The GDPR applies to servers running in Europe.
It does not apply to servers running in, say, Canada¹. Or China¹. Or South Africa¹. (If you try to claim European law is extraterritorial to non-European citizens, be prepared for the Nelson Muntz meme.)²
The very nature of the protocol in use makes any content anywhere on the Fediverse, no matter what the software, distributed. (It’s almost like that’s the very point of it! Almost…) And it could well be distributed into a jurisdiction where the GDPR is best used as toilet paper¹. If this bothers you, fuck off back to sites hosted entirely in Europe where the GDPR holds sway.²
Only wait! That’s not true either! Because that other protocol you’re likely to be using—HTTP(S)—also allows anybody who has access to the site from anywhere in the world to store it without being beholden to the GDPR!¹ Oopsie! Better make sure that site blocks any kind of access from outside of the EU as well!²
Only wait! That won’t work either because VPN’s are a thing as well! I can be sitting here in China with my IP address coming at you from, say, the Netherlands. (It doesn’t. It comes at you from the USA 'cause that’s where my Great Firewall-crossing back door is hosted.) And again, any post you make, were I to go to your web site in Europe through my (currently-hypothetical) European VPN endpoint, could be stored and held permanently with the GDPR being able to do precisely a) Fuck and b) All to about it.¹ Because European laws are not, in fact, extraterritorial to non-EU citizens, no matter how much wanking the EU parliament does about it.²
So it sounds like you should just shut off your Internet access. Or, you know, you could post knowing the reality of the world and moderate your content accordingly.
¹ Note: I am emphatically not saying that the GDPR is a bad thing. I think the GDPR’s goals are laudable. It’s just that the GDPR is ludicrous in the face of how literally every piece of technology used in web sites of any kind actually works. It is a regulation that is a nice idea but that has absolutely no meaningful way to get enforced. As the EU will find out over the years.
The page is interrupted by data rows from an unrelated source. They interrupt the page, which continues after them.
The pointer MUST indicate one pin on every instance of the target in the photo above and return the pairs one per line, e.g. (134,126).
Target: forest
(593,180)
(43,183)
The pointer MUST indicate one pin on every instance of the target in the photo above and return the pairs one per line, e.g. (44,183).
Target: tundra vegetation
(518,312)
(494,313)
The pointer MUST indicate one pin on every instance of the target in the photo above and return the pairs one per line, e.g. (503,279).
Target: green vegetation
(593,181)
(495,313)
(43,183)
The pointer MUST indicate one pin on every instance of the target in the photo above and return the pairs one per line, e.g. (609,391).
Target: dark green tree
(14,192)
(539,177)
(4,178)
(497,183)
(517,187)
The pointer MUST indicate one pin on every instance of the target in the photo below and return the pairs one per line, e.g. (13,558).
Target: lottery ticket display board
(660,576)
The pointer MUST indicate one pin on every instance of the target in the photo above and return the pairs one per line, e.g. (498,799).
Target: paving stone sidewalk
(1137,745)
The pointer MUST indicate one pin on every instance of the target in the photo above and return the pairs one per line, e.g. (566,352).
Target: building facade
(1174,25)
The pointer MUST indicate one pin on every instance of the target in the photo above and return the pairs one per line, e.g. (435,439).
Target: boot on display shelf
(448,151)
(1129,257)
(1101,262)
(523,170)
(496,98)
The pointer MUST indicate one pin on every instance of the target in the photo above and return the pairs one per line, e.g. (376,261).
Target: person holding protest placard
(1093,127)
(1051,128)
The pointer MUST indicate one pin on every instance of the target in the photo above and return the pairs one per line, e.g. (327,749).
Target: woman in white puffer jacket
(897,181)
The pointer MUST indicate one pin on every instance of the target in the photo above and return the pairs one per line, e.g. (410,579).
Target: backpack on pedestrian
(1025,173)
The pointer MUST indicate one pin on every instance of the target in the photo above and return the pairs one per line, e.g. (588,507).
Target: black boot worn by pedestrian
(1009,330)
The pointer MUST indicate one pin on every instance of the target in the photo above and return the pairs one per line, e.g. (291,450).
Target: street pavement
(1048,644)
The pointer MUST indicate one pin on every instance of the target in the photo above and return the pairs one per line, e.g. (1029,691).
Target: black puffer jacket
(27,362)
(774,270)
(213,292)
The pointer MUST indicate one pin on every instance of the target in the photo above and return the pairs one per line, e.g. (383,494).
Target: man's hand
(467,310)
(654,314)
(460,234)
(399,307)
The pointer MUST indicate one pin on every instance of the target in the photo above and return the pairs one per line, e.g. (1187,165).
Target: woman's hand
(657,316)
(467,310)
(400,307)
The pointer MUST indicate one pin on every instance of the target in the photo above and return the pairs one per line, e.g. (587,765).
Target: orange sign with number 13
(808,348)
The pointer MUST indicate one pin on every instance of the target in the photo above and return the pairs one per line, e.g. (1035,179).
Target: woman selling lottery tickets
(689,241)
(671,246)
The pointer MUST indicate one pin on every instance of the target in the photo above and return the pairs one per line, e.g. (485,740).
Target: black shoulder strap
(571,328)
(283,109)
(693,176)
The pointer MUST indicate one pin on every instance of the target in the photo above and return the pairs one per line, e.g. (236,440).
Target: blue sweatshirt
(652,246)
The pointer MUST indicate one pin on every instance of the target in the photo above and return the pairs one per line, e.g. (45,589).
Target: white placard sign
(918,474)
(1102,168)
Hopefully not the really hard way.
² Any claim of EU legal extraterritoriality is risible and needs to be rebuffed in the strongest possible way up to and including punching EU politicians who claim it in the face with a spiked gauntlet.
if it was any other social media like reddit doing this, everyone would be up in arms about it. no one is forced to be on reddit either. we’re on lemmy bc we value our privacy (no ads, tracking, etc.) so it should be held to the same standard too and not given a free pass.